Nutritional Composition
Veld grape is rich in several key nutrients and bioactive compounds:
- Vitamins: Contains Vitamin C and Vitamin E, which act as powerful antioxidants.
- Minerals: A good source of calcium and magnesium, essential for bone health.
- Bioactive Compounds: Loaded with flavonoids, stilbenes, and triterpenoids, which contribute to its anti-inflammatory and antioxidant effects.
Comparison: Veld Grapes vs. Common Table Grapes
To better understand the differences, here is a comparison between veld grapes ($Cissus quadrangularis$) and the common table grapes ($Vitis vinifera$).
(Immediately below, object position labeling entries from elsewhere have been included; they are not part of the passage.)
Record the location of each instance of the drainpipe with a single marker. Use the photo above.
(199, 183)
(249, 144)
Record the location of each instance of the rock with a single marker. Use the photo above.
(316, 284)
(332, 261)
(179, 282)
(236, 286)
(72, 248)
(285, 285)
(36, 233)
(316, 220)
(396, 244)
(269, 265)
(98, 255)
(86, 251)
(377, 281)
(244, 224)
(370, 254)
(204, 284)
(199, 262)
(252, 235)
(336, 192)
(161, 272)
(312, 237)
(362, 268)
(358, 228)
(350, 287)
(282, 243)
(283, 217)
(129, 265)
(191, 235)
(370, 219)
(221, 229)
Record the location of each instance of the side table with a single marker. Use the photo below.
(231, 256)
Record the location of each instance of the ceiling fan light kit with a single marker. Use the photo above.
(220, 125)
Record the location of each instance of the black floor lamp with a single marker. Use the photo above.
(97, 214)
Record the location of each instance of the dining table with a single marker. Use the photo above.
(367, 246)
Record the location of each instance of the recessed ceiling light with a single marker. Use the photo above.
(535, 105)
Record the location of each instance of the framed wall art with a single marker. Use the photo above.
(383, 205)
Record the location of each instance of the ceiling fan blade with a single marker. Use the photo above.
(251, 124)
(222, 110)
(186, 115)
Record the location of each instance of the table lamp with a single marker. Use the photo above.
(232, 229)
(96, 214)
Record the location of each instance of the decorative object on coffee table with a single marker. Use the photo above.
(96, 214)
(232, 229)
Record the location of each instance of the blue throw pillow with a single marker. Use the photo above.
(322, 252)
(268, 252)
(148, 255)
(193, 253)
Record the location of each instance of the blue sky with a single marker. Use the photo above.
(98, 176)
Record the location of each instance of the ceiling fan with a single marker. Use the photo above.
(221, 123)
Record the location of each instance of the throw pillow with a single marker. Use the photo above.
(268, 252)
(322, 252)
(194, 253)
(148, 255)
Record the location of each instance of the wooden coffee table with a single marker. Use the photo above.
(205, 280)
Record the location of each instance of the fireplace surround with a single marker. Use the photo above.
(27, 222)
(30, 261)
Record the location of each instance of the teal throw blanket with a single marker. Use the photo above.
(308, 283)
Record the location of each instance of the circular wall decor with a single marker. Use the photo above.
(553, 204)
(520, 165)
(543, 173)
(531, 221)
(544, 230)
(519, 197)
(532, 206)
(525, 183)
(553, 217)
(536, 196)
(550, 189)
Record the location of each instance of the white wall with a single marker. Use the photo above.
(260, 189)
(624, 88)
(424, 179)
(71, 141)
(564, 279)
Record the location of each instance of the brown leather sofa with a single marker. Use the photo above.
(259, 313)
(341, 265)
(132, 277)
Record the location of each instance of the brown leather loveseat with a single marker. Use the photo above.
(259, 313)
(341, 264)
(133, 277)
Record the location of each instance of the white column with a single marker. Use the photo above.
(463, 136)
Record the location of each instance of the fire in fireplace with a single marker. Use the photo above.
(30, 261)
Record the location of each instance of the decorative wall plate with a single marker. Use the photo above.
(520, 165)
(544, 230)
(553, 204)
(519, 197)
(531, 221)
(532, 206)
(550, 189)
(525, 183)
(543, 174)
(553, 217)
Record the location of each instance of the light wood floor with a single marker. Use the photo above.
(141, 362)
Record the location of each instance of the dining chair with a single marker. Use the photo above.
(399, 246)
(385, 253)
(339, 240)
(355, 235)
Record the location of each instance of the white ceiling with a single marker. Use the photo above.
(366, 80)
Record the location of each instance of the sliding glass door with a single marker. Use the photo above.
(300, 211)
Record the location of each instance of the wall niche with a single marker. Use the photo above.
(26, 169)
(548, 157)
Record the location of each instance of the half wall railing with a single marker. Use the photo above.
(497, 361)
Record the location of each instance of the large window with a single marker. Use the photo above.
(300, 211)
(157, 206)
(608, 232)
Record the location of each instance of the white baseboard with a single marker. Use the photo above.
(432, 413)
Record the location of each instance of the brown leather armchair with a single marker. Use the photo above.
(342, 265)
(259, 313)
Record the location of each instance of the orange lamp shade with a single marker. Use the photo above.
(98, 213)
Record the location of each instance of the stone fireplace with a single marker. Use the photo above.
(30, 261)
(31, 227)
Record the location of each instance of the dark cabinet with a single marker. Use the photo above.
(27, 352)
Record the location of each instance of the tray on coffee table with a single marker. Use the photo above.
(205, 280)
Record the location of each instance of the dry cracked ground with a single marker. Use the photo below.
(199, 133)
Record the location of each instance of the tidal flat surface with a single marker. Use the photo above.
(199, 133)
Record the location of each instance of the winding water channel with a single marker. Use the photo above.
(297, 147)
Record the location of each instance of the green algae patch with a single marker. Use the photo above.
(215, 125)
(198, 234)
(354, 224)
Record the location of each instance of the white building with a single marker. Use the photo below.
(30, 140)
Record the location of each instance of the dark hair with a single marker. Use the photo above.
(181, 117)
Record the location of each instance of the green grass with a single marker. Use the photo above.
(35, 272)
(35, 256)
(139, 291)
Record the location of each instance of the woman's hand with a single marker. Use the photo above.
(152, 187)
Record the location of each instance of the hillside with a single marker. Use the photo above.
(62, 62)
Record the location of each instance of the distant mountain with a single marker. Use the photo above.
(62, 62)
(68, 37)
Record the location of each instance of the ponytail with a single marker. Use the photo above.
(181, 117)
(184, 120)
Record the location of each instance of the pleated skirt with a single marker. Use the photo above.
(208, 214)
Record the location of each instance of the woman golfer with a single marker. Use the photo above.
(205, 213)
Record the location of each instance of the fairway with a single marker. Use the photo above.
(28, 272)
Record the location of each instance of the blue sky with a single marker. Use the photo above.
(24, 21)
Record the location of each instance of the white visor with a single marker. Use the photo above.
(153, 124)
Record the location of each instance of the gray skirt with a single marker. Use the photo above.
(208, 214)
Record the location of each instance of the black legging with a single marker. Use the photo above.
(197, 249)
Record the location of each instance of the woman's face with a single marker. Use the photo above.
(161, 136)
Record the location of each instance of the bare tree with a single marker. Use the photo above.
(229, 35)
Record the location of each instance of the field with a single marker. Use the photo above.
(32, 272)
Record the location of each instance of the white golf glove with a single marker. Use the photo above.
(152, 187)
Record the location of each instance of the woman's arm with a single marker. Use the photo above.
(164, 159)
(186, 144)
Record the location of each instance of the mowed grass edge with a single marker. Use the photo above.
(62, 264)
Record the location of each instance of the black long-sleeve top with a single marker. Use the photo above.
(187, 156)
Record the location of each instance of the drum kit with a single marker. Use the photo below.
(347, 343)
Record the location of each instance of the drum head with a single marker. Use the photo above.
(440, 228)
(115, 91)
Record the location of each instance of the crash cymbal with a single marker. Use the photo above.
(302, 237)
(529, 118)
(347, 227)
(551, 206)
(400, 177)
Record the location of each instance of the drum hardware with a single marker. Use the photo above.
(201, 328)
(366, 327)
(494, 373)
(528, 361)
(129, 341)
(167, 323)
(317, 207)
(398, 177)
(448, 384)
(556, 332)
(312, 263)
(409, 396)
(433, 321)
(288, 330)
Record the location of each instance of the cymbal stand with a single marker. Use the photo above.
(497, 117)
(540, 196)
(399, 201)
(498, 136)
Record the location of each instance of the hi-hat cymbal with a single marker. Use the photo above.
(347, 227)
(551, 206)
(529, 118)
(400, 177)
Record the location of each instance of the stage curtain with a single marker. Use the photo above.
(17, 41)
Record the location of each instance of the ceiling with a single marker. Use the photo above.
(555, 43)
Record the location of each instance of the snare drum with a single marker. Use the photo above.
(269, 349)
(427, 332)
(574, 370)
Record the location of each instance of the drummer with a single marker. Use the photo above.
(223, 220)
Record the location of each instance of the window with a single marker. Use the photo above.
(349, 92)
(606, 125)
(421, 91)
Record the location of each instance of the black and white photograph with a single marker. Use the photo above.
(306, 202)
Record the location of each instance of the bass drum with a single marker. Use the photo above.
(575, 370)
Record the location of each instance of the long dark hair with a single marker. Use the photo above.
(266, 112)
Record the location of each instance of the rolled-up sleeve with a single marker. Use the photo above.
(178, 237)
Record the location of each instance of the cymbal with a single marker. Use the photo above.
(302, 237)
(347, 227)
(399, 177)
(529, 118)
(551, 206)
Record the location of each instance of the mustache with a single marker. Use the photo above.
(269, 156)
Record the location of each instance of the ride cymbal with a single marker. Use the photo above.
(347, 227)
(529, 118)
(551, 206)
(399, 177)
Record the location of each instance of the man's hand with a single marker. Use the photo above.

| Feature | Veld Grape ($Cissus quadrangularis$) | Common Table Grape ($Vitis vinifera$) |
|---|---|---|
| Appearance | Succulent, 4-sided green stems; fleshy, 3-lobed leaves; small red/black berries. | Non-succulent woody vines; large, typically 3-5 lobed leaves; large, round berries in clusters. |
| Edible Parts | Primarily cooked young stems and leaves; ripe berries. | Fresh, ripe berries; leaves used for wrapping. |
| Flavor Profile | Tangy and acidic; requires cooking to reduce irritation. | Sweet and juicy; pleasant when eaten raw. |
| Culinary Use | Mostly cooked into chutneys, curries, or stir-fries. | Eaten raw, used in juices, wines, jams, and desserts. |
| Primary Purpose | Primarily medicinal, with some culinary applications. | Primarily culinary. |
| Handling | Raw stems can cause skin irritation; gloves recommended. | Safe to handle without special precautions. |
Identifying Veld Grapes and Safety Concerns
Positive identification is crucial before attempting to consume any wild plant. Veld grape is easily identified by its unique quadrangular (four-sided) stems and fleshy, toothed, three-lobed leaves. It also features tendrils for climbing.
Safety Checklist:
- Positive Identification: Be 100% sure of your identification. Do not confuse it with potentially toxic look-alikes. When identifying wild plants for consumption, the mantra "if in doubt, leave it out" is paramount.
- Proper Preparation: Only eat the parts that are known to be safe after cooking. Do not consume raw stems or leaves. Cooking helps neutralize compounds that cause irritation.
- Wear Gloves: Handle the raw stems with gloves to prevent skin irritation.
- Moderation: Start with small amounts to see how your body reacts. As with any new food, especially wild-foraged ones, it is best to exercise caution.
- Consult a Professional: If you are taking any medication or have underlying health conditions, consult a healthcare provider before using veld grape for medicinal purposes. For more information on its botanical characteristics, consult an authoritative source such as Wikipedia on Cissus quadrangularis.
Conclusion
The question of whether we can eat veld grapes has a more complex answer than a simple yes or no. While not a conventional fruit for snacking, the young stems, leaves, and ripe berries of the veld grape are indeed edible, provided they are prepared correctly through cooking to remove their irritating properties. The plant is more widely celebrated for its medicinal qualities, particularly its long history of use in promoting bone health and reducing inflammation. For anyone curious about its culinary applications, the key lies in positive identification, proper preparation, and respecting its role as a powerful herbal remedy rather than a common foodstuff.